Every single time, I try so hard not to reach out to those two friends. It used to be I would force myself to talk to someone because that's what you're supposed to do. You're supposed to ask for help. But I think in this perfect world, there is somehow always the best friend group where there will always be one person who somehow has a perfect life and is always able to help.
But it's not. I have two whole friends I trust and love and who I can count on to make me feel better (even if it's a little delayed). And I hate myself just as much when they are there for me, because am I ever there for them? Do I even have any idea what their lives are like right now? I want to. I want to know so badly. But then I start wondering if they'd even want to talk about it with me. I'm a "if they want to talk about it they'll bring it up" kind of person (even though obviously I don't bring shit up when I need to talk about it), which means I rely on vague "How is your day going?" questions.
I have been the sober friend trying to talk to a drunk, self-destructive, mentally ill person. While I would of course do it again, I don't want to make anyone else do that for me.
Sometimes I wish I could make them hate me, or admit that they don't like me or that they don't care, because then maybe I wouldn't care either and I could make myself stop talking to them.
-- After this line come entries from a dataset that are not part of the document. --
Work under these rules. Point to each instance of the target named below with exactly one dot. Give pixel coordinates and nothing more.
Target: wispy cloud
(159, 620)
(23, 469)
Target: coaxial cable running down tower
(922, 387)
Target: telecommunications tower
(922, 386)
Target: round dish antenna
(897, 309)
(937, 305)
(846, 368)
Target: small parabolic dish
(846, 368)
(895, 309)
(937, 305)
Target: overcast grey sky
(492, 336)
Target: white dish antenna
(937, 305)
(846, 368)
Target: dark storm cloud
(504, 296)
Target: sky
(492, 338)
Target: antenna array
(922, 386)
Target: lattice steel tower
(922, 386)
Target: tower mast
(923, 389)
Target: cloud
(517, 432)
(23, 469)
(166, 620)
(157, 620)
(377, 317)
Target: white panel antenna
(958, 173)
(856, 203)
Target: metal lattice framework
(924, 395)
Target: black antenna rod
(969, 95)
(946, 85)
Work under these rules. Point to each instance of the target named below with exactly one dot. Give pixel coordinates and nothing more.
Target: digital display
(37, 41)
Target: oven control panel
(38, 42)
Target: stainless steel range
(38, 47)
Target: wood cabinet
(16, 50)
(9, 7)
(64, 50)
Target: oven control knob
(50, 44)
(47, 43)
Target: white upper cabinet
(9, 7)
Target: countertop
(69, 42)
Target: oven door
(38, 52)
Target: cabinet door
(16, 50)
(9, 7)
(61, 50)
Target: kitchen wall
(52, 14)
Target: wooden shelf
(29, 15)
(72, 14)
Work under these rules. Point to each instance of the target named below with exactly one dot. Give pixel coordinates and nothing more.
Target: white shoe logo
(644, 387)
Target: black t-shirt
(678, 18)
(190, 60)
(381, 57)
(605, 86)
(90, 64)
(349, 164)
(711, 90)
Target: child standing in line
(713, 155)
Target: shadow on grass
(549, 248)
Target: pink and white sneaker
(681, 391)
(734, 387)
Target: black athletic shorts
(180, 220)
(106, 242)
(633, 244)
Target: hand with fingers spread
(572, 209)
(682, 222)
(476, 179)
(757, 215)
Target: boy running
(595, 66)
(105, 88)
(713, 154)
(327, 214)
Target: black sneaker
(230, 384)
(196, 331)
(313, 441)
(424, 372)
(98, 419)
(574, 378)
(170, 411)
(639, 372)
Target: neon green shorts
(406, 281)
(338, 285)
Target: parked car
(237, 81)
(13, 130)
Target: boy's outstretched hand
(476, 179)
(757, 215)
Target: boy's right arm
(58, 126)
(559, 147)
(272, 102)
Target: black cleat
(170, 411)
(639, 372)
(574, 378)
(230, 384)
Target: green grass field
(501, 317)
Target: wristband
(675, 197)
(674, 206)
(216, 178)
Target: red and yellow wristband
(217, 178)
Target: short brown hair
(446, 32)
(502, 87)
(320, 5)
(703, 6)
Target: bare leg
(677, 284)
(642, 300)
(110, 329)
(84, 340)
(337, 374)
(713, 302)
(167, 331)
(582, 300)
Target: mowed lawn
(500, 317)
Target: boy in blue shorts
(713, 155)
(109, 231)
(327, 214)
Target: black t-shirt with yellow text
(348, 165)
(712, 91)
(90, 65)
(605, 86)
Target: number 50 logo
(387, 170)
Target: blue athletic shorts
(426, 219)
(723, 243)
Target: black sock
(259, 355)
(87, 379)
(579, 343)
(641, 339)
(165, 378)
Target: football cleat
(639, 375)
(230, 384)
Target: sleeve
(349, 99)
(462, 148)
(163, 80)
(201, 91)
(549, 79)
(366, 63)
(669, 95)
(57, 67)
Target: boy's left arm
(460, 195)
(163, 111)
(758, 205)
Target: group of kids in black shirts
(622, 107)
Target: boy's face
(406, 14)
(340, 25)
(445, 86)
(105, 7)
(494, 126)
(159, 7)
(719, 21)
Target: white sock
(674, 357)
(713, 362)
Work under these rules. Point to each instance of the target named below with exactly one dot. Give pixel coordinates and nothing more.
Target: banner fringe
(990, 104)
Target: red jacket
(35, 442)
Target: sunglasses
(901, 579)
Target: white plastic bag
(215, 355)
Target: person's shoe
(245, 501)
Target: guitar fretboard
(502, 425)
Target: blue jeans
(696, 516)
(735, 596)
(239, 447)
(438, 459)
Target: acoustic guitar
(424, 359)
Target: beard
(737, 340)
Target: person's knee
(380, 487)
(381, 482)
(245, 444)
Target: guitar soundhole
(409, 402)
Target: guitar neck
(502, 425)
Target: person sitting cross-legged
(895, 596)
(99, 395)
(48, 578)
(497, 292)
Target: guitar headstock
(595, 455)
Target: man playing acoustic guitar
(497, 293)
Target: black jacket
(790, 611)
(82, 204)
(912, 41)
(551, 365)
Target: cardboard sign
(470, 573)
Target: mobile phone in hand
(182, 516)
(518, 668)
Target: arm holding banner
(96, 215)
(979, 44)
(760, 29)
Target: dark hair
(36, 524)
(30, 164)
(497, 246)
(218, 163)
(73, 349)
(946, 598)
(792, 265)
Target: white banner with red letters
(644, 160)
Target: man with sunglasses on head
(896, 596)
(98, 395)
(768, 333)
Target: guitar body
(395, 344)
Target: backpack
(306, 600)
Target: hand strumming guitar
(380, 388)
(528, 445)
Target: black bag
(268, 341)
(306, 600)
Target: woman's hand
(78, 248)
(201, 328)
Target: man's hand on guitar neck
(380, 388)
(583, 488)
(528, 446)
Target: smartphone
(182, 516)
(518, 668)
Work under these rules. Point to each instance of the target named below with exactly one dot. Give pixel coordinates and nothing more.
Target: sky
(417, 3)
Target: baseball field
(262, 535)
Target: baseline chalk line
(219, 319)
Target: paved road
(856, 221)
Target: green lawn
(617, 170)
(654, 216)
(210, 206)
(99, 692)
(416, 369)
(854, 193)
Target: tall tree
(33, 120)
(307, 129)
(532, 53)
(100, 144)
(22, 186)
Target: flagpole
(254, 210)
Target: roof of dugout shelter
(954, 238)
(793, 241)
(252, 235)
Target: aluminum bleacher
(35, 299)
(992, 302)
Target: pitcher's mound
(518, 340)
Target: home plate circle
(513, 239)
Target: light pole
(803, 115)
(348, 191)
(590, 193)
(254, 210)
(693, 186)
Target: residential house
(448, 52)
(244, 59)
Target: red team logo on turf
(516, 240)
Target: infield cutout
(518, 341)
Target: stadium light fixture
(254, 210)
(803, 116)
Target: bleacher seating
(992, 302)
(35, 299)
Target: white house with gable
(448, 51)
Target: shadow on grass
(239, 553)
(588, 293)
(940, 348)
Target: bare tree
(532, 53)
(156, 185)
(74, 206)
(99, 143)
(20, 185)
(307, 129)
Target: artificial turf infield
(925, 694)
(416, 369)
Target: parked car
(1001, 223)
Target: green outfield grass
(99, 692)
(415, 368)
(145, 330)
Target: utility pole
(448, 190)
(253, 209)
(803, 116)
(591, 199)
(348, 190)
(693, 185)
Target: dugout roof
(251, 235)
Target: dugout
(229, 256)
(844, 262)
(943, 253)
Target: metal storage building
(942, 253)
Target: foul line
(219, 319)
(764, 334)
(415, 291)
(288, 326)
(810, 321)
I get so sick of friends, close or casual, telling me how amazing I am and that I'm cool or whatever. I sometimes believe those two friends. Sometimes. I never believe anyone else, because they don't know me. They read my blog and think they do, or they've gone through all of college with me and think they do, or they've had a few conversations with drunk Dexter (who is far more entertaining than sober Dexter) and think they do.
I guess now is where you could get philosophical and ask, "Well do you ever really know someone?"
Look I don't shit about that. But every time someone says I can talk to them, I think to myself, "Can I? What would you actually do if I called you crying mid-panic attack, or in the middle of the night when I'm drunker than I've ever been and have a knife, or if I'm in a manic phase and beg you to do something with me only to cancel five minutes later because I've fallen through that cloud like a brick? If I called you and just asked you to come sit in my house with me while I read, would you actually? If I showed you just how pitiful, dysfunctional, and fucked up I am, would you really still want to talk to me?"
I can guess that the answer would be yes. But I guess it's also something you have to see to believe. And no one's seen me in a very long time.
Out of sight, out of mind. I have always been rather forgettable (I grew up with a boy who I met for the first time at least ten times, so you really can't argue with me here).
I laugh and cry at the same time because I'm starting to look like Sally from The Nightmare Before Christmas.
It's suffocating to wear long sleeves to go buy milk.
It's terrifying to have to find a cardigan before answering the door.
It's nauseating to visit an empty campus to go look at that little courtyard where you were date-raped because you are finally trying to get that story out of you and turn it into something artistic, to be that quivering voice for all of those other people who will talk to me but no one else.
I had planned a far more coherent post, but that just kind of proves my point, doesn't it.
I am a lot crazier than you think, and I'm afraid you will leave when you figure that out. Or that you will leave when you try and fail to "fix" me. Or you will leave when I do start feeling better and don't "need" you anymore.
I am so afraid of being alone that I'd rather just be alone.
PS. Evanescence just came on my Spotify and the angst is just too much to resist.